As first-year and transfer students trickled onto Shippensburg University’s campus for move-in on Wednesday, students of the Martin Luther King (MLK) Academic Retention Program were finishing up the last of their workshops of their three-day early orientation.
The MLK Academic Retention program is a peer-mentoring program that targets students of color, first-generation college students and students with a high economic need. Students who join the program are paired with a mentor, who is an upperclassman. These mentors are also called FRIENDs, an acronym for furthering relationships in every new direction.
Mentors provide support for their students in the transition from high school to college. They give a listening ear when needed, words of encouragement and support, tutoring help if possible and academic resources to aid in the success of their students.
“I want to know I can go to the mentors with anything and they will lead me in the right direction,” freshman Karina Padilla said.
Although beneficial in multiple ways, mentors acknowledge the possible challenges they may face. Sarah Lecher, a first-year mentor, is concerned about first-year students adjusting.
“I believe the biggest challenge for the program and its students is that they have to adjust to not being home and sometimes a mentor just can’t solve homesickness,” Lecher said.
MLK mentors all agree the best thing they can provide for their mentees is support and compassion and hope they can ease some of the difficulties college may bring.
Gwendolyn Durham, a professor in SU’s education department, is the coordinator for the program.
Early orientation began on Sunday, Aug. 21, with students briefly meeting their mentors and moving into their dorms with their families.

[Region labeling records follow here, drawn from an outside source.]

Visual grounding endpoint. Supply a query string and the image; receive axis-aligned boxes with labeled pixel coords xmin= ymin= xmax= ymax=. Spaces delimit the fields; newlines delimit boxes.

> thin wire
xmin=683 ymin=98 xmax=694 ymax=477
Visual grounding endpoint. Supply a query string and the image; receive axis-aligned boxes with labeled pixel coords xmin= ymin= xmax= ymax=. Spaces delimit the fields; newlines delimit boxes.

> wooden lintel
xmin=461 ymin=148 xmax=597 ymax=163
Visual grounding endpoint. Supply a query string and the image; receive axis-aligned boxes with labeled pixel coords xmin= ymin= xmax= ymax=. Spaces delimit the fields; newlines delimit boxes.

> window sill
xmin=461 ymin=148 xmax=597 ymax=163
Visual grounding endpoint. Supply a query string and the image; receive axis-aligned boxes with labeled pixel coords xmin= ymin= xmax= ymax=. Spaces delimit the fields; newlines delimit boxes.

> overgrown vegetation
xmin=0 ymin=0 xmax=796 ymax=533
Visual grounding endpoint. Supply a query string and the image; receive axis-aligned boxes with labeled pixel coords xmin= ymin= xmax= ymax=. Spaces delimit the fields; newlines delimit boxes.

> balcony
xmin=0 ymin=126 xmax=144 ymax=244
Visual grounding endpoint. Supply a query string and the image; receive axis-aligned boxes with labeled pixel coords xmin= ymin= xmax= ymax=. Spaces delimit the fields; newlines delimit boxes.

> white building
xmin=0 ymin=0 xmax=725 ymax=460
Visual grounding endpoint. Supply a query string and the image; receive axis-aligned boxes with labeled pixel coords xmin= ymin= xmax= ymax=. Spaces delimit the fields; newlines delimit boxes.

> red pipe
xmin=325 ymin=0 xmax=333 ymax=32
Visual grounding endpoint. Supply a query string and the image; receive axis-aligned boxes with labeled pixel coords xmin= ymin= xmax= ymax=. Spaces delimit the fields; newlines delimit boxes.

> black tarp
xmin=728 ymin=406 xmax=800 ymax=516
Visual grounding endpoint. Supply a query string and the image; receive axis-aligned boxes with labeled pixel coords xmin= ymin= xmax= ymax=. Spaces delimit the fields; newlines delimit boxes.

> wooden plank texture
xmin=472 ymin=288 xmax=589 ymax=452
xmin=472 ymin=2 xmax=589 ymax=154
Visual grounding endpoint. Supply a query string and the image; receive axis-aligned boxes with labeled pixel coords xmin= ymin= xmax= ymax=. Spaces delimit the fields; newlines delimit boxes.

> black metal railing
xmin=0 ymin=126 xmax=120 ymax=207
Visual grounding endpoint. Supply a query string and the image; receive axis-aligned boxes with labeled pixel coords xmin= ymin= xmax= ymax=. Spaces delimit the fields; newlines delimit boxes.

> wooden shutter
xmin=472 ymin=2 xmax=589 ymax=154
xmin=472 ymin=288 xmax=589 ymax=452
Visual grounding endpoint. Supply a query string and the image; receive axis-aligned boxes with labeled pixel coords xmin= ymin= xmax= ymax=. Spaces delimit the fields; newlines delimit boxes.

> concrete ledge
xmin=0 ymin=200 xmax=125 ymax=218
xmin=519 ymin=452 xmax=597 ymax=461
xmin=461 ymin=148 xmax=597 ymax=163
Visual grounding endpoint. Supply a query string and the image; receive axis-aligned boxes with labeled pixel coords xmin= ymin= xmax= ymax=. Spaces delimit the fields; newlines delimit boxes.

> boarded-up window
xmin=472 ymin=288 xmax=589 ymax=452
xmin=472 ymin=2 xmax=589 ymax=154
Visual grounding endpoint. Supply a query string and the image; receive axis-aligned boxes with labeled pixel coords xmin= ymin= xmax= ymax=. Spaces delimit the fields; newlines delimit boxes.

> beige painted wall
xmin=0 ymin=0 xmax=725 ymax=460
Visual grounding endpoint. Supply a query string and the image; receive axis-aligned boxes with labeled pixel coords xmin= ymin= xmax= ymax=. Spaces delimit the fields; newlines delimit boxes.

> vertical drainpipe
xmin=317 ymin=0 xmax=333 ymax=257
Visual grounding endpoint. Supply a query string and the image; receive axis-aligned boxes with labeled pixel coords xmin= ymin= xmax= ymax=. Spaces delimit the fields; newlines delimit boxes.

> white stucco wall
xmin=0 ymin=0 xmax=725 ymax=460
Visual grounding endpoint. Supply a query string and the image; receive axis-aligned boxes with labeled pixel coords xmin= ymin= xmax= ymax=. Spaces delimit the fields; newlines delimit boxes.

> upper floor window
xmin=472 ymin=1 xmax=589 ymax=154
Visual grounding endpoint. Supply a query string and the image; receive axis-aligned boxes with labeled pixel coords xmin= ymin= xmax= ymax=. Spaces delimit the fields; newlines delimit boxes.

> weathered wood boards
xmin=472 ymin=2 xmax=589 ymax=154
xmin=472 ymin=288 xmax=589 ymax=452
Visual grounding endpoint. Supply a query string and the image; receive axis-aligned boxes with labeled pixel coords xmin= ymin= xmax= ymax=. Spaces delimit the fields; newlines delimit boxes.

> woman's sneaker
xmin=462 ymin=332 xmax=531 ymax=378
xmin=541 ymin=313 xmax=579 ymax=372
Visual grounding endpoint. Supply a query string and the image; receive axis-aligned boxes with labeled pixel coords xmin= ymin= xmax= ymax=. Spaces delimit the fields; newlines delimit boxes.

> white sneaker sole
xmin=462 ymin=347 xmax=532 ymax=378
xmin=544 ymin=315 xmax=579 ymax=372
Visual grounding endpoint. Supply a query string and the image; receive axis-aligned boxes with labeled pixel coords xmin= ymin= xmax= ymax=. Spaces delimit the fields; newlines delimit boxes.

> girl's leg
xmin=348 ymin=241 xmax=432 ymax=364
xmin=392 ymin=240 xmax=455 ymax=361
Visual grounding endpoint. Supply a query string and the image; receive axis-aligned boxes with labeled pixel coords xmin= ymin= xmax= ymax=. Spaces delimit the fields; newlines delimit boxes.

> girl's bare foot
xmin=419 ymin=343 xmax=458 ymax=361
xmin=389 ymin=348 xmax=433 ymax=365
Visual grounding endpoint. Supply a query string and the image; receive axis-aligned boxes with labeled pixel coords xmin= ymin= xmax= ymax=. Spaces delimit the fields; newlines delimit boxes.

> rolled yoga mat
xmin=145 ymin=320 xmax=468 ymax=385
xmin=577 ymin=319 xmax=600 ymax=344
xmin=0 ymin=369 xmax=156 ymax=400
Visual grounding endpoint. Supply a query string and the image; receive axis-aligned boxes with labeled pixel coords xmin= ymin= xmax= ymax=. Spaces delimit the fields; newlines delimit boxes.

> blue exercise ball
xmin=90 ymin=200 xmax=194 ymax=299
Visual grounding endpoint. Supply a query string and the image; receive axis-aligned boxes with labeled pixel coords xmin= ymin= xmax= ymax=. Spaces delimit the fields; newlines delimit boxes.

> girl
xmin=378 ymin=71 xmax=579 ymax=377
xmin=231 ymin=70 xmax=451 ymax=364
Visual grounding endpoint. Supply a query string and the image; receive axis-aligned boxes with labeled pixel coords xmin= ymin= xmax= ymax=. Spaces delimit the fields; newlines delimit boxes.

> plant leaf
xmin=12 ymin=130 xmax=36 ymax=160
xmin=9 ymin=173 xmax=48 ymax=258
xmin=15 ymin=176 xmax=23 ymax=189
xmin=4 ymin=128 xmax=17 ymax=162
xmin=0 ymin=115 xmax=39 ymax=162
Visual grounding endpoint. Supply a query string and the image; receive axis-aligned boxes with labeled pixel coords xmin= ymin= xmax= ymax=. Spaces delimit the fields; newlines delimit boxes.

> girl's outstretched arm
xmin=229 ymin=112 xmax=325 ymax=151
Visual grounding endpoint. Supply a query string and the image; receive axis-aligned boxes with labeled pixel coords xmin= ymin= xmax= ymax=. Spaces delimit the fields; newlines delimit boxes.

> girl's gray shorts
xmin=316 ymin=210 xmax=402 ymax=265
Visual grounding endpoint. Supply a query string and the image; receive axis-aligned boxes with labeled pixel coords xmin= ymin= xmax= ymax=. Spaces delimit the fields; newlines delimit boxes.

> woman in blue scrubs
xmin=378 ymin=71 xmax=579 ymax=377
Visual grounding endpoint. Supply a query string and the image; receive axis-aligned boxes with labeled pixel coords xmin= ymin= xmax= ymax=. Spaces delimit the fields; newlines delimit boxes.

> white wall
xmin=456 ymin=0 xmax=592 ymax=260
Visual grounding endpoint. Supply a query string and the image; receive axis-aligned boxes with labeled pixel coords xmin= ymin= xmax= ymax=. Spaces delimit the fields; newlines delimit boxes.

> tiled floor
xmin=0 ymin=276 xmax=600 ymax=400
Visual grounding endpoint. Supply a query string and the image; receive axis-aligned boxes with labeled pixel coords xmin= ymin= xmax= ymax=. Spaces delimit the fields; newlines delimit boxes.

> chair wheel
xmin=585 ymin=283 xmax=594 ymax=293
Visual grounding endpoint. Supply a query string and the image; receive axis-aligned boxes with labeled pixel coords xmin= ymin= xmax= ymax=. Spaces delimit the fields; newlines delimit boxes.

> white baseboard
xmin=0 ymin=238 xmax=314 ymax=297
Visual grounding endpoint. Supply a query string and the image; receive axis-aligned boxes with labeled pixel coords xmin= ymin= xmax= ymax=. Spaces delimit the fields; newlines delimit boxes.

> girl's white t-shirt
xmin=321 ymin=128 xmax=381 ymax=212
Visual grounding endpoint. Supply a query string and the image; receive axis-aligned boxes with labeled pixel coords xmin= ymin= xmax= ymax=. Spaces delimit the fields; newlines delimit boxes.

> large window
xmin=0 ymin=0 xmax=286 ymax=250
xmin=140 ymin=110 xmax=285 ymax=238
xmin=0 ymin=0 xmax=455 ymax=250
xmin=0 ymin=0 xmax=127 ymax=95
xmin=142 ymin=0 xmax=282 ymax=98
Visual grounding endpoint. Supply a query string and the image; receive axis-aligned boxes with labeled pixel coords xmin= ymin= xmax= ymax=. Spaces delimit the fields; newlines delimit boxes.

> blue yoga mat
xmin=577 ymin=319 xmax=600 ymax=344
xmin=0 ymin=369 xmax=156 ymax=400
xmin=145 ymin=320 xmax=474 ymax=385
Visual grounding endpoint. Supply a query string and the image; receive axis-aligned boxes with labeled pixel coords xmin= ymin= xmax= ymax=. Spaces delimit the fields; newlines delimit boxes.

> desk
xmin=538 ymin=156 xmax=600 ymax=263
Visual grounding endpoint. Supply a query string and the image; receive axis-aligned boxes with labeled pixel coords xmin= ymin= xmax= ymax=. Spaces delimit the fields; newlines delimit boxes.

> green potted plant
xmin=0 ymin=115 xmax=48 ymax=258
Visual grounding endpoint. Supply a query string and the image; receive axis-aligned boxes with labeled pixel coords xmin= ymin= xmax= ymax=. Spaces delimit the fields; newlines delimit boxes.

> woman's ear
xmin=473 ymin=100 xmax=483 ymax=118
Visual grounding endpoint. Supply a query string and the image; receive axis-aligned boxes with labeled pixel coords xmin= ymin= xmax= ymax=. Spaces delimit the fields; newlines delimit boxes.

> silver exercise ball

Later, students had lunch with their families, mentors, Durham and Sarah Stokely, Dean of Academic Engagement and Student Support.
After a short and encouraging speech from the mentors, students separated from their families to begin building their connections. Mentors sat with their mentees, played icebreakers as a group and got to know one another. Students then reconnected with their families later in the afternoon to settle into their residence halls and say their goodbyes as they prepared for an eventful week.
Throughout early orientation, students sat through workshops about financial aid, proper classroom etiquette, library resources, drug and alcohol awareness, sexual consent and team building.
“It was pretty cool,” freshman Jimmie Natee said. “ I felt like it really helped me kind of get a head start before everybody else.”
Sonya Coleman, a senior and third-year mentor of the program has high hopes for this year’s group of freshmen.
“It is proven that the program works and keeps more first generation students in college,” Coleman said. “That is all we want as mentors and as peers — to see the students strive, work hard and get their degree so that in four years we can watch them get their diploma. It’s such a good feeling when you see a mentee from previous years still walking the quad because you know you had some impact on their time here at Ship and hopefully made them stay and work as hard as they can.”